Polisi menduga, bukan hanya tiga orang itu yang termakan rayuan Dulmatin. "Kalau melihat pola operasinya, Dulmatin memang memilih sasaran orang secara khusus untuk memuluskan aksinya," kata sumber itu.
Keberhasilan Dulmatin memperoleh identitas KTP atas nama Yahya Ibrahim di Ciracas, Jakarta Timur, juga menimbulkan kecurigaan aparat. Apalagi, berkat KTP itu, Dulmatin bisa memperoleh paspor secara legal dan sah di Kantor Imigrasi Jakarta Timur. "Dengan paspor itu, Dulmatin bisa keluar masuk dengan mudah karena paspornya bukan paspor palsu," ungkap sumber tersebut.
Salah seorang pembantu utama Dulmatin, yakni desertir polisi Sofyan Tsauri, dapat dipengaruhi sejak 2006. Bahkan, sehari-hari saat bertugas di Polres Depok, tingkah Sofyan sudah mulai berbeda.
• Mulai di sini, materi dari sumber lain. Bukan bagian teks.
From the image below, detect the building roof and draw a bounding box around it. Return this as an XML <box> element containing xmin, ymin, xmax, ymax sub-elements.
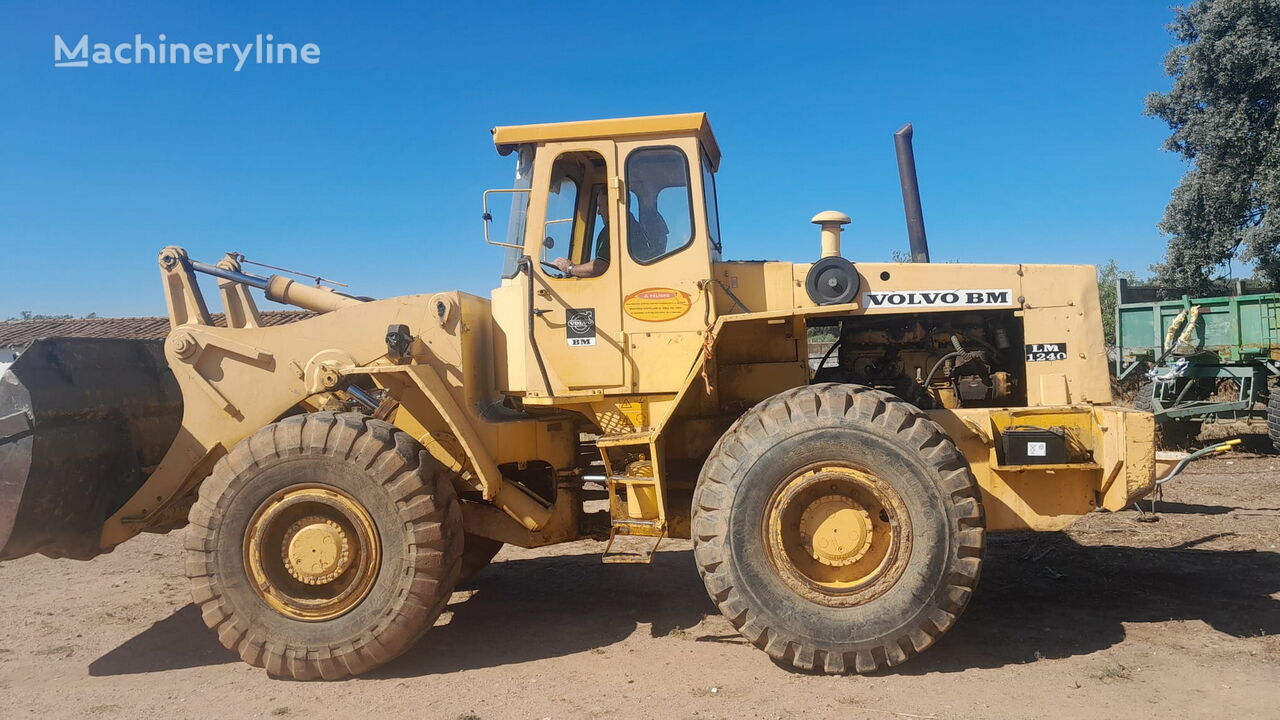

Hal itu diakui oleh salah seorang mantan komandan Sofyan di Polres Depok.
Kepada Indopos (Jawa Pos Group), Kasat Samapta Polres Depok Kompol Putu Sumada mengatakan, saat menjadi anak buahnya, Sofyan tidak mau menyebutkan Tribrata. Alasannya haram karena menjunjung tinggi NKRI. "Itu penghinaan kepada korps. Kita harus hafal Tribrata, jangan sampai seperti Sofyan yang kini terlibat jaringan teroris," ujar Putu di Depok.
Saat itu, Sumada marah besar kepada Sofyan. "Saya ingat dia tidak mau ucapkan Tribrata, katanya haram. Itu seperti Pancasila, tuntunan hidup Polri. Langsung saya tempeleng," tuturnya. Setelah kejadian itu, lanjut Sumada, Sofyan tidak pernah masuk kerja lebih dari tiga bulan.
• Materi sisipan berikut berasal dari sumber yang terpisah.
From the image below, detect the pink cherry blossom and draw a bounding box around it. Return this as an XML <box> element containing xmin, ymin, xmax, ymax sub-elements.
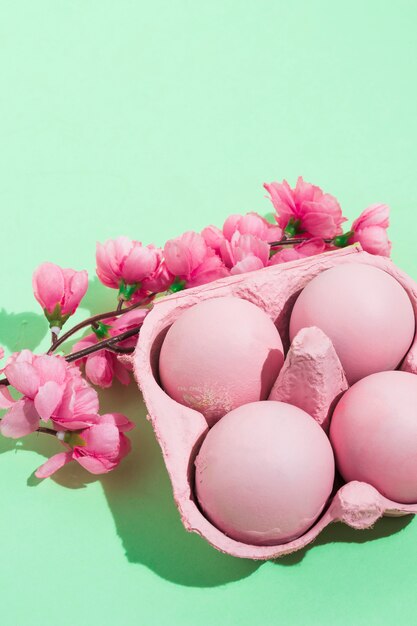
<box><xmin>264</xmin><ymin>177</ymin><xmax>347</xmax><ymax>238</ymax></box>
<box><xmin>201</xmin><ymin>225</ymin><xmax>225</xmax><ymax>252</ymax></box>
<box><xmin>222</xmin><ymin>212</ymin><xmax>283</xmax><ymax>244</ymax></box>
<box><xmin>269</xmin><ymin>238</ymin><xmax>327</xmax><ymax>265</ymax></box>
<box><xmin>222</xmin><ymin>214</ymin><xmax>241</xmax><ymax>240</ymax></box>
<box><xmin>0</xmin><ymin>351</ymin><xmax>98</xmax><ymax>438</ymax></box>
<box><xmin>164</xmin><ymin>231</ymin><xmax>229</xmax><ymax>288</ymax></box>
<box><xmin>72</xmin><ymin>308</ymin><xmax>147</xmax><ymax>388</ymax></box>
<box><xmin>140</xmin><ymin>249</ymin><xmax>174</xmax><ymax>295</ymax></box>
<box><xmin>96</xmin><ymin>237</ymin><xmax>160</xmax><ymax>294</ymax></box>
<box><xmin>35</xmin><ymin>413</ymin><xmax>134</xmax><ymax>478</ymax></box>
<box><xmin>224</xmin><ymin>212</ymin><xmax>269</xmax><ymax>241</ymax></box>
<box><xmin>32</xmin><ymin>263</ymin><xmax>88</xmax><ymax>326</ymax></box>
<box><xmin>350</xmin><ymin>204</ymin><xmax>392</xmax><ymax>256</ymax></box>
<box><xmin>51</xmin><ymin>366</ymin><xmax>99</xmax><ymax>431</ymax></box>
<box><xmin>220</xmin><ymin>232</ymin><xmax>270</xmax><ymax>275</ymax></box>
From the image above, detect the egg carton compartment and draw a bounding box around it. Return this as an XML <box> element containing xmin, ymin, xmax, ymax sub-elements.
<box><xmin>133</xmin><ymin>246</ymin><xmax>417</xmax><ymax>559</ymax></box>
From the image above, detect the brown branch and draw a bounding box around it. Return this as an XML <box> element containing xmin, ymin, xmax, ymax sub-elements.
<box><xmin>66</xmin><ymin>325</ymin><xmax>141</xmax><ymax>363</ymax></box>
<box><xmin>269</xmin><ymin>237</ymin><xmax>333</xmax><ymax>248</ymax></box>
<box><xmin>47</xmin><ymin>293</ymin><xmax>155</xmax><ymax>355</ymax></box>
<box><xmin>37</xmin><ymin>426</ymin><xmax>58</xmax><ymax>437</ymax></box>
Akhirnya, dia dipecat pada 2008 karena desersi. Sumada mengingatkan para anggotanya agar berkomitmen kepada Polri dan tidak seperti Sofyan. "Saya malu disebut ada eks anggota saya yang menjadi teroris. Dari Sabang sampai Merauke, jangan sampai ada anggota Polri yang seperti Sofyan," harapnya.
Sofyan merupakan penyedia dan penyuplai senjata bagi kelompok Dulmatin untuk berlatih di Aceh. Pria yang pernah tinggal di Puri Mandala, Cimanggis, dan Limas Elok, Depok, itu sekarang ditahan di Rutan Brimob Kelapa Dua, Depok.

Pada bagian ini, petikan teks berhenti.